この記事をまとめると
■旧車でサーキット走行を楽しむユーザーは意外と多い
■旧車オーナーのこだわりはマシンを運ぶトランスポーターにも及ぶこともある
■「アートレーシング」製作の1950年代ヨーロッパ風トランスポーターを紹介
フェアレディオーナーのこだわりのトランポ
旧車でサーキット走行を楽しむ人は意外と多いというのは、国産の旧車関係の仕事を長年こなしてきた筆者の感想です。

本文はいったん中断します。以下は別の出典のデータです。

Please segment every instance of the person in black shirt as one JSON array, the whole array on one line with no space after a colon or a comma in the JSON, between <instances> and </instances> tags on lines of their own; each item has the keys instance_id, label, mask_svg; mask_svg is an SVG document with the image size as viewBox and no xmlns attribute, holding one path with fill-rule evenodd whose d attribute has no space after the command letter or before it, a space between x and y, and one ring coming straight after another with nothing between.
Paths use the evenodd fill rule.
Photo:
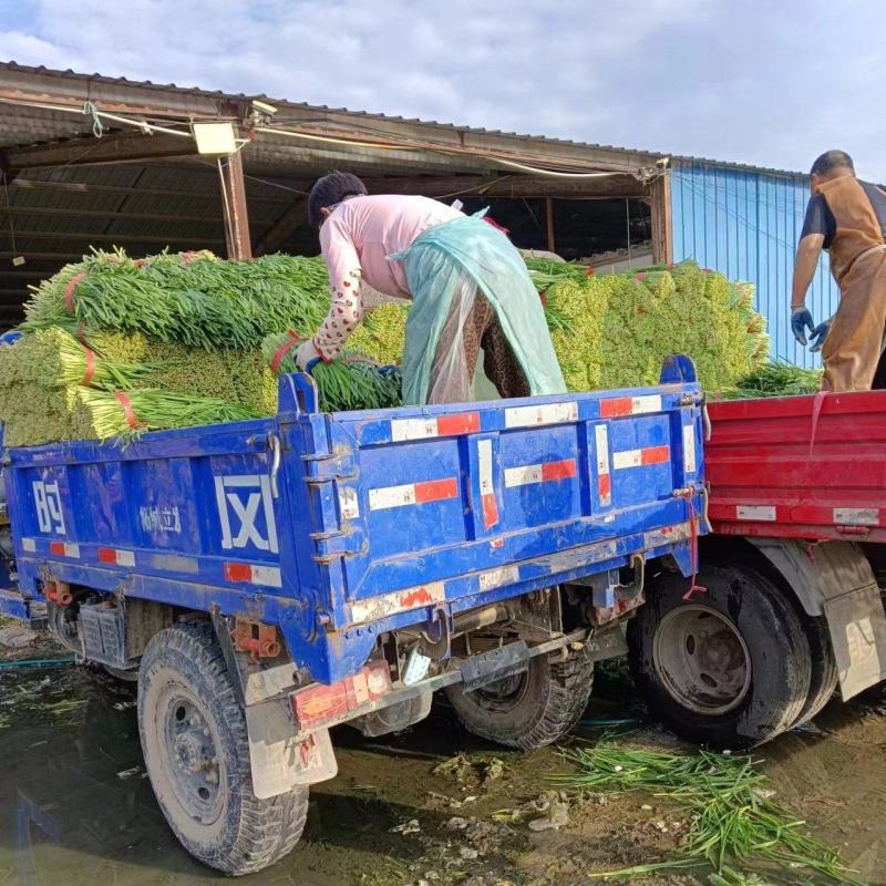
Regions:
<instances>
[{"instance_id":1,"label":"person in black shirt","mask_svg":"<svg viewBox=\"0 0 886 886\"><path fill-rule=\"evenodd\" d=\"M886 192L855 177L852 157L828 151L812 166L794 266L791 329L822 351L825 391L870 390L886 333ZM822 249L839 287L836 313L818 326L805 306Z\"/></svg>"}]
</instances>

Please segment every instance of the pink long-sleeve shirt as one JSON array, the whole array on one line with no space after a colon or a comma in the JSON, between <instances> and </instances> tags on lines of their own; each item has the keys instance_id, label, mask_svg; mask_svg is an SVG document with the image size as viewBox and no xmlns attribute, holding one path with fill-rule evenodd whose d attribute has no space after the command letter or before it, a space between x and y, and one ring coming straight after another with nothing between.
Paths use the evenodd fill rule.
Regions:
<instances>
[{"instance_id":1,"label":"pink long-sleeve shirt","mask_svg":"<svg viewBox=\"0 0 886 886\"><path fill-rule=\"evenodd\" d=\"M361 280L387 296L411 298L403 265L388 256L406 249L427 228L463 213L429 197L380 194L339 204L320 228L332 305L313 343L332 360L363 319Z\"/></svg>"}]
</instances>

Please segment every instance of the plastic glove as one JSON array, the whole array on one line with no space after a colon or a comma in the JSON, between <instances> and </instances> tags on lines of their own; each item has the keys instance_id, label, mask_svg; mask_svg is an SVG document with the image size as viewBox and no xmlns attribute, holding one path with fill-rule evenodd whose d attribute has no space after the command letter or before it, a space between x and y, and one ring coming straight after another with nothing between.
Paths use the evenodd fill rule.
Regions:
<instances>
[{"instance_id":1,"label":"plastic glove","mask_svg":"<svg viewBox=\"0 0 886 886\"><path fill-rule=\"evenodd\" d=\"M827 338L827 333L831 331L831 323L833 322L834 318L831 317L823 323L818 323L818 326L812 330L812 334L810 336L810 339L812 340L812 348L810 348L811 351L822 350L822 344L824 344L824 340Z\"/></svg>"},{"instance_id":2,"label":"plastic glove","mask_svg":"<svg viewBox=\"0 0 886 886\"><path fill-rule=\"evenodd\" d=\"M806 329L810 334L815 334L815 320L812 319L810 309L805 306L791 309L791 331L794 338L803 346L806 344Z\"/></svg>"},{"instance_id":3,"label":"plastic glove","mask_svg":"<svg viewBox=\"0 0 886 886\"><path fill-rule=\"evenodd\" d=\"M302 372L310 372L320 362L320 351L313 339L307 339L296 348L296 365Z\"/></svg>"}]
</instances>

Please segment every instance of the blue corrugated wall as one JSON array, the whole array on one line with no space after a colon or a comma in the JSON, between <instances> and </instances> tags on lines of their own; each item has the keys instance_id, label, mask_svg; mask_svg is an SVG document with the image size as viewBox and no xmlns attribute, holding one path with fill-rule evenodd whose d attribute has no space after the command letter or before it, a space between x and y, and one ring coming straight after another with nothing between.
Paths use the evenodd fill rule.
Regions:
<instances>
[{"instance_id":1,"label":"blue corrugated wall","mask_svg":"<svg viewBox=\"0 0 886 886\"><path fill-rule=\"evenodd\" d=\"M772 357L818 365L789 322L791 276L808 199L805 175L732 169L712 163L674 163L671 205L674 260L694 258L732 280L756 286L756 310L766 318ZM816 321L836 310L838 292L827 256L806 297Z\"/></svg>"}]
</instances>

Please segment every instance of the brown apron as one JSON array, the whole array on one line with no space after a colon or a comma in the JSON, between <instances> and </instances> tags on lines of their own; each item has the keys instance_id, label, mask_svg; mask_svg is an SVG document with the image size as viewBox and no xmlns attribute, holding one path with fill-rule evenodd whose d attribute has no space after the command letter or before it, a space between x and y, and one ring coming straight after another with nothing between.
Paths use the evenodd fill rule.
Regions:
<instances>
[{"instance_id":1,"label":"brown apron","mask_svg":"<svg viewBox=\"0 0 886 886\"><path fill-rule=\"evenodd\" d=\"M883 231L856 178L834 178L818 189L836 220L830 255L839 286L839 307L822 348L822 390L869 391L886 332Z\"/></svg>"}]
</instances>

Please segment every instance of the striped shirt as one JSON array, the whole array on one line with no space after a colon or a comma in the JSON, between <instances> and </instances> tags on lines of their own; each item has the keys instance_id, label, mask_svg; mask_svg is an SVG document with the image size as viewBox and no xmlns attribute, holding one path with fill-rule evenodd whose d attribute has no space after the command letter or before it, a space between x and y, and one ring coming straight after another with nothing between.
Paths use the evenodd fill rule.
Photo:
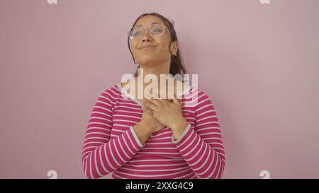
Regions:
<instances>
[{"instance_id":1,"label":"striped shirt","mask_svg":"<svg viewBox=\"0 0 319 193\"><path fill-rule=\"evenodd\" d=\"M218 118L207 94L189 85L177 94L189 122L174 140L170 128L142 145L133 126L142 105L121 83L103 92L91 113L82 163L87 178L221 178L225 165Z\"/></svg>"}]
</instances>

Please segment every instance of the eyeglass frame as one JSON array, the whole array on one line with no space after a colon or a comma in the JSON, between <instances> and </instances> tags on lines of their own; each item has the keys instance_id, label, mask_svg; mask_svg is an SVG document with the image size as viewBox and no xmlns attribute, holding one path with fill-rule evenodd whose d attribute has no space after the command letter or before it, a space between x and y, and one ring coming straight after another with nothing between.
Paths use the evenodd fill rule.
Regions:
<instances>
[{"instance_id":1,"label":"eyeglass frame","mask_svg":"<svg viewBox=\"0 0 319 193\"><path fill-rule=\"evenodd\" d=\"M162 23L158 23L158 22L156 22L156 23L151 23L151 25L152 25L153 24L160 24L160 25L161 25L162 27L163 27L163 28L164 28L163 33L161 34L161 35L160 35L160 36L158 36L158 37L161 37L162 35L163 35L164 33L165 32L165 28L167 28L167 29L168 29L167 27L164 26L163 24L162 24ZM142 33L143 33L142 34L142 35L140 36L140 37L138 37L138 39L133 39L133 35L131 35L130 33L132 33L132 31L133 30L134 28L138 28L138 27L141 27L142 28L143 28L143 30L142 30ZM144 28L144 26L142 25L137 25L137 26L135 26L135 27L132 28L130 29L130 30L129 32L128 32L128 35L130 36L130 40L138 40L140 39L140 38L143 36L143 34L144 34L144 30L145 30L145 29L148 29L148 33L150 34L150 35L152 36L152 37L153 37L153 35L152 35L151 34L151 33L150 33L150 28L152 28L152 26L151 26L150 28Z\"/></svg>"}]
</instances>

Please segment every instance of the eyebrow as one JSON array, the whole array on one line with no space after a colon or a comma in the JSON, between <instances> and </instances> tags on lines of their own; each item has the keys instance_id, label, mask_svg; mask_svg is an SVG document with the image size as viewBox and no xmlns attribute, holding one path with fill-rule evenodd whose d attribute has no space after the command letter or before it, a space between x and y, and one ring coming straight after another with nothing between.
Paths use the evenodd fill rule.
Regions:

「ただでさえ壊れやすいイメージがある旧車で、過酷な負荷のかかるサーキット走行をするなんて考えられない」と思っている人も少なくないでしょう。しかし、実際にサーキットに旧車をもち込めば、「意外と丈夫だな」という感想を抱くでしょう。
さすがにノーマル状態では思いっ切り楽しめませんが、適切なモディファイを行えば、長期間にわたってサーキットを走りまわるという使い方も可能です。
ここで紹介するオーナーさんも旧車でサーキット走行を楽しんでいるうちのひとりですが、サーキット用の車両だけでなく、それを運搬するトランスポーターにもこだわって独自の雰囲気を作り上げているとのこと。
その車両たちを紹介しながら、オーナーさんと製作者のこだわりにスポットライトを当てていきましょう。
■きっかけはSRL311のレースカーを運ぶトランスポーターの製作依頼
この、アメリカの「BREレーシング」のカラーをまとい、昔のヨーロッパのサーキットに迷い込んだ気にさせられる雰囲気を発する車両は、「ダットサン・フェアレディSRL311」のサーキット専用車両を運ぶために依頼され、製作されたものです。
車両のカスタムは、愛知県名古屋市の「アートレーシング」で行われました。依頼者は「ポルシェ908/2(映画「栄光のル・マン」劇中車のレプリカ)」のオーナーでもある森田さんです。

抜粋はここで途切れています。